Pero, a pesar de todo, uno es un entusiasta de la modernidad, del progreso (siempre que lo sea de verdad), amigo del vértigo creador que tantos autores geniales nos han dado, imponiéndose repetidas veces a oscuros censores y acérrimos moralistas de la peor especie, incluso pagando con sus vidas o con su libertad. Tenemos que estar agradecidos a los que han creado tanta belleza, y a los que se han opuesto, ya digo, no sin riesgo, a los caprichos autoritarios, tantas veces basados en supercherías, o en tradiciones que no merecerían tal nombre, o en costumbres que, al parecer, la gente no puede poner en cuestión. Vivimos este instante de incertidumbre y cambio (la historia está llena de ellos, no lo olviden) como quien camina sobre arenas movedizas, pero así son las revoluciones y las transformaciones profundas: siempre hay alguien en contra.
A pesar del ansia de futuro, y de las grandes innovaciones tecnológicas que vivimos, hay una gran corriente global que se opone a lo intelectual, que defiende la ignorancia (productiva para muchos, es cierto), y que, de alguna forma, va minando las sociedades más avanzadas. Está sucediendo en Europa, y, desde luego, en Estados Unidos, hasta el punto de que algunos países parecen divididos de manera drástica, enfrentados, polarizados si quieren, una estrategia que se está enquistando de manera peligrosa en la política. No hay progreso sin cooperación, sin acuerdos. Y esta es una de las grandes amenazas a las que nos enfrentamos: necesitamos liderazgos políticos de altura, no tuiteros pertinaces ni sermoneadores maniqueos. La política tiene que ver con los logros sociales, nunca debe devorarse a sí misma, convertirse en protagonista de su propio relato, hasta entrar en bucle.
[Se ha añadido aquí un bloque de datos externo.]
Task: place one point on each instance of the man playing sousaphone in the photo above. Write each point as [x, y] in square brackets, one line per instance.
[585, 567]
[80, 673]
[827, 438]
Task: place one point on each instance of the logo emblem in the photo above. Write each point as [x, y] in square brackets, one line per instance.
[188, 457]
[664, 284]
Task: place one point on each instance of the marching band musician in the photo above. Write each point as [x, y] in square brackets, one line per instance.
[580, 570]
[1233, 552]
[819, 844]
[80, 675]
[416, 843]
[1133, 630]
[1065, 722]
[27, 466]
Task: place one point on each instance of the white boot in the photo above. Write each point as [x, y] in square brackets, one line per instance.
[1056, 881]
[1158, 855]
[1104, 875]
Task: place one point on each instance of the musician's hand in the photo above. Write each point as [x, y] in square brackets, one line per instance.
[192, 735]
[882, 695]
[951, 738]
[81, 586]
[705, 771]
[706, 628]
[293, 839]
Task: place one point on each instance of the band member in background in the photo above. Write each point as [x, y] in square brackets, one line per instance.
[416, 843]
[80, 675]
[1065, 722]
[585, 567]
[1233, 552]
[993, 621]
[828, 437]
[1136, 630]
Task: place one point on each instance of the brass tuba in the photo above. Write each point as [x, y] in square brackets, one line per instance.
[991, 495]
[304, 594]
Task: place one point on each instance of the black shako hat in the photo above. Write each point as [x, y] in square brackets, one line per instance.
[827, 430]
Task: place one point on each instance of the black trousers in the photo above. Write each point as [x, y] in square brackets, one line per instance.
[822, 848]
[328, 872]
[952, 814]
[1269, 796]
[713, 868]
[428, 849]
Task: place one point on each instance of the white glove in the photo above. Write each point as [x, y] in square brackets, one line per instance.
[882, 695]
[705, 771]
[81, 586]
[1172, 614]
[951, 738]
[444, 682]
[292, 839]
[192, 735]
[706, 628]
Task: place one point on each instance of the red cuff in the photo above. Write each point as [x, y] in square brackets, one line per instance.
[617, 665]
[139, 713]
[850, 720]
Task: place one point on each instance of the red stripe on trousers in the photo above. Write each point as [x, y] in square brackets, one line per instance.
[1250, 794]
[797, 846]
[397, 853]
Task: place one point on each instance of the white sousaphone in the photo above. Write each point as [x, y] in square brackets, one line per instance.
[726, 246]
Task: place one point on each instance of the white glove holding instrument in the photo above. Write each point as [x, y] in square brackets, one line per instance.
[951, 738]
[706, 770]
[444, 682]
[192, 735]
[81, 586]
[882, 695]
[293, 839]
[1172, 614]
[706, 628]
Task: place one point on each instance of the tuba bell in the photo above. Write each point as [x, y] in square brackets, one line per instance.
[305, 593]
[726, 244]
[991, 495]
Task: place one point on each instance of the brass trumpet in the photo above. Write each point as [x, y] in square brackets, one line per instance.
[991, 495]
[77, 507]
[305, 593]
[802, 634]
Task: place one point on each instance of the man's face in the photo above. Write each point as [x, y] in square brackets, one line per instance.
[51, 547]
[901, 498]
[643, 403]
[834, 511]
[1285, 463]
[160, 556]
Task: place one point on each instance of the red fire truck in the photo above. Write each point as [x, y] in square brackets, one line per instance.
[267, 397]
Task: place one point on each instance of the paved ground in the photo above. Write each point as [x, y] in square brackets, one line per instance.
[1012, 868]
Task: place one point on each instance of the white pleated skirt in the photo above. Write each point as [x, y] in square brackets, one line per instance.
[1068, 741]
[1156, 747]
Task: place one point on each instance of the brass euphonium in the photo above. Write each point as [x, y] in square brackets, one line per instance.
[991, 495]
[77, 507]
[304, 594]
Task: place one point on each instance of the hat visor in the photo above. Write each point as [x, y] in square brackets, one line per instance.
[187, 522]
No sólo se encienden todas las alarmas con este crecimiento preocupante del autoritarismo global, que bebe de la insatisfacción de algunas sociedades (a veces te preguntas qué ha pasado con nuestra estupenda educación, con nuestro supuesto espíritu crítico). En plena revolución tecnológica, que apunta al espacio, que descubre agua en Marte, que busca comprender el universo, es decir, en plena ebullición de lo que podríamos llamar el futuro, en este planeta se desencadenan guerras que no se diferencian tanto de las de hace un siglo. Ya es un grave síntoma de fracaso que las guerras no hayan desaparecido, que la especie humana no haya generado la suficiente empatía hacia sus semejantes como para comprender que matar y destruir no lleva hacia ningún lado, sólo hacia la desgracia de la gente. Tal vez el cerebro humano necesite algunos miles o millones de años más para comprenderlo. Esta es una paradoja del futuro, pero también sucedió en el pasado. Grandes avances se producían al tiempo que las personas morían de manera brutal.
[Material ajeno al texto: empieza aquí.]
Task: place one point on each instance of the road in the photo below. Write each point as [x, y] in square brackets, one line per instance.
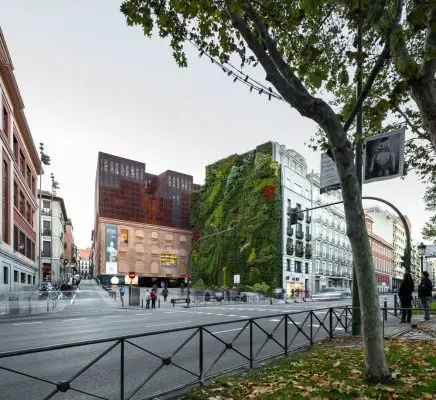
[94, 316]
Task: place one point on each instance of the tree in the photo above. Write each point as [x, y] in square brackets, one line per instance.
[429, 230]
[300, 46]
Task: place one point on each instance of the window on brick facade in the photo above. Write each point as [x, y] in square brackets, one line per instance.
[5, 202]
[22, 163]
[15, 194]
[16, 149]
[28, 213]
[22, 203]
[5, 117]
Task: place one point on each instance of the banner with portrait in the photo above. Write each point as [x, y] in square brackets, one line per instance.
[383, 156]
[111, 249]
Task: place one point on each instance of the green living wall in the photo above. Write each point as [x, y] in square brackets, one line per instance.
[242, 190]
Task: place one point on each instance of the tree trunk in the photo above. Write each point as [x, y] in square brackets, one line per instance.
[423, 91]
[372, 332]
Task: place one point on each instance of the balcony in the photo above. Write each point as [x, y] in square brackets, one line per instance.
[308, 252]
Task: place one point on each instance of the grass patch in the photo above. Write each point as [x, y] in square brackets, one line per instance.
[333, 370]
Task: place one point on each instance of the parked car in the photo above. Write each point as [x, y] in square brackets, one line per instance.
[331, 294]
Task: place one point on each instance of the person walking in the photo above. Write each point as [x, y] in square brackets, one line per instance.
[165, 293]
[424, 294]
[147, 299]
[122, 292]
[405, 292]
[153, 299]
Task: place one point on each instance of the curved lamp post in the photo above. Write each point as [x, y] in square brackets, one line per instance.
[421, 252]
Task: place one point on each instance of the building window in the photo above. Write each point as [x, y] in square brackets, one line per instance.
[297, 266]
[5, 122]
[5, 202]
[22, 163]
[15, 194]
[28, 213]
[21, 203]
[16, 149]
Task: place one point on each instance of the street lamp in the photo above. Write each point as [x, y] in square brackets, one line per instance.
[421, 252]
[44, 160]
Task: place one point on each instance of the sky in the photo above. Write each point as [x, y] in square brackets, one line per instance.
[90, 83]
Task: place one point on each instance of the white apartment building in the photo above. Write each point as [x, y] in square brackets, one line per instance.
[332, 259]
[53, 221]
[390, 228]
[296, 237]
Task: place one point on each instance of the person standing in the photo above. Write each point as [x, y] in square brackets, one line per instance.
[424, 294]
[165, 293]
[405, 292]
[153, 299]
[147, 299]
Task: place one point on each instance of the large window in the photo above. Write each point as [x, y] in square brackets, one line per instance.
[5, 202]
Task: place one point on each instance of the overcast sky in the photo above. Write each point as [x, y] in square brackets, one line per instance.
[90, 83]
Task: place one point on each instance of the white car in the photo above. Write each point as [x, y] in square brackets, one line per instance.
[331, 294]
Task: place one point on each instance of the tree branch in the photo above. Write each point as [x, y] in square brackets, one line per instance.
[384, 55]
[428, 67]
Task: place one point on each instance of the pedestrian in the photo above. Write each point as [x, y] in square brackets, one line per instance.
[153, 298]
[165, 293]
[122, 292]
[147, 299]
[405, 293]
[424, 294]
El mundo gira y avanza mientras hay gente que, en medio de estas grandes transformaciones, muere como si estuviera en la Edad Media. Resulta descorazonador. Es difícil de entender. Llama la atención, sin embargo, que muchos de esos nuevos autoritarismos abominen de la amenaza climática, cuando es, probablemente, un peligro superior al de sufrir una guerra. Y ahí tienen ya el gran temor que se ha desatado con la Inteligencia Artificial, cuyo desarrollo no ha hecho más que empezar. En Davos, Sam Altman, el CEO de ‘OpenIA’ (sí, el del ‘ChatGPT’), advirtió que «esta tecnología es muy potente y podría salir mal». Pero todas las revoluciones implican su riesgo. El futuro no va a detenerse, eso seguro. Aunque, eso sí: conviene ir con cuidado.